Of course, we each encounter this in space/time, in our consciousness; I don't say any of the above to discount people's very real "I once was lost, but now I'm found" conversion experiences. I just think its helpful to see the covenantally, socially, publicly/politically and communally as well as individually--both in the "sin" and "redemption" aspects. Otherwise, we end up with an impoverished gospel that I can no longer "give" to someone with a straight face. It's just not sustainable.

6:05 PM  
Blogger Neil said...

Sheesh, guys.

I've got an issue with the polarization of faith and works as much as the next guy.

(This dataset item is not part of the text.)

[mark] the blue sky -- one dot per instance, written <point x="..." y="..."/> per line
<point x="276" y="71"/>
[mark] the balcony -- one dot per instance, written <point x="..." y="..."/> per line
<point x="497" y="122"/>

I just thought it was a clever paraphrase.

2:35 PM  
Blogger Neil said...

By the way...

I realize I'm not scholastically equal to the task of criticizing the New Perspective on Paul, but I HAVE given this a good bit of thought.

Charles Cosgrove wrote a great study in Galatians entitled The Cross and the Spirit. Incidentally, he wrote it after Sanders and Dunn began their work on Second Temple Judaism. The gist of his work argued that rhetorical criticism sheds some "new perspective" on Paul's purpose in writing that letter in the first place. Without going into great detail, his main point was to establish that Paul was not primarily pushing for racial inclusion in that letter, although that would be the most immediately relevant secondary outcome.

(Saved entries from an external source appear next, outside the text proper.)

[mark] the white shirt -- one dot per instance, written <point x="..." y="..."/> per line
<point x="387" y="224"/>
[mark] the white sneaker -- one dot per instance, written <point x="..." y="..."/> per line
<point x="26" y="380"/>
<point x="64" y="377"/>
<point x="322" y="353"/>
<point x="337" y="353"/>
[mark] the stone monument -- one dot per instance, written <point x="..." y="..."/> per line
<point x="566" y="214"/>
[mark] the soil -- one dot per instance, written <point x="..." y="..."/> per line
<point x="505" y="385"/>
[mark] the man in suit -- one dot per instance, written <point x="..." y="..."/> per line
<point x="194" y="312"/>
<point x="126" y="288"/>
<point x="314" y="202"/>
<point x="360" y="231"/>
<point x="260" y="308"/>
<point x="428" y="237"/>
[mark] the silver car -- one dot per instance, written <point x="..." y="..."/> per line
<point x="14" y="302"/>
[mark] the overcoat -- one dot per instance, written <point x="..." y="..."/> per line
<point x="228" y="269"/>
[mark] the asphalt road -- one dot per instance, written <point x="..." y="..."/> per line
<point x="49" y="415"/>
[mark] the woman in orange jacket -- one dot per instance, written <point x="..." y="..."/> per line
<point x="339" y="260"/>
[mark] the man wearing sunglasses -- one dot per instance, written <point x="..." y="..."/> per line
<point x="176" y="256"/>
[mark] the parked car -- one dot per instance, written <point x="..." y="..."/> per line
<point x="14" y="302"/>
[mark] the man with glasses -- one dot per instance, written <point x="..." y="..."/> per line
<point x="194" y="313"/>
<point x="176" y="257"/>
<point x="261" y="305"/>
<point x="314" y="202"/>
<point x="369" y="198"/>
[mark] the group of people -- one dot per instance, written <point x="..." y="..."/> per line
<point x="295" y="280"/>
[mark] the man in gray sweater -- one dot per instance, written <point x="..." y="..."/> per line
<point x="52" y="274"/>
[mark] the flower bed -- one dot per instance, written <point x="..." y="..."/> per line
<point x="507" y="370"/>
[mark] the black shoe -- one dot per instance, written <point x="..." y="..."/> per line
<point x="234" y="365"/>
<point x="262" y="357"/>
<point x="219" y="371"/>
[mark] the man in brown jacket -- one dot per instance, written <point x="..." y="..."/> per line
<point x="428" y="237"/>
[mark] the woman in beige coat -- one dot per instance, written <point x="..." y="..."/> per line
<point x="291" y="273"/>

His primary argument in Galatians is that the indwelling Spirit is the only way to realize the character of God in the people of God. The Law as a means for inspiring that conduct will never do the trick.

There's more I could say about the current trends of Pauline studies, but who cares what I think, anyway? People who already think the same way as me?

2:44 PM  
Blogger Mike Morrell said...

Well actually Neil, I'd like to hear your thoughts/summary of this book. But let me go ahead and read your next post...

(My initial response is: Indwelling Spirit: Yes! Radical Inclusion: Yes! Maybe they both help inform the other; maybe you wouldn't know the presence of one fully and truly without the other.)

3:46 PM  
Anonymous Anonymous said...

Awww, Neil...
I don't know about everyone else here, but I don't want to fight about this stuff either.
Ain't got time.

Wouldn't mind getting together sometime soon though...for...like...REAL fellowship for a change.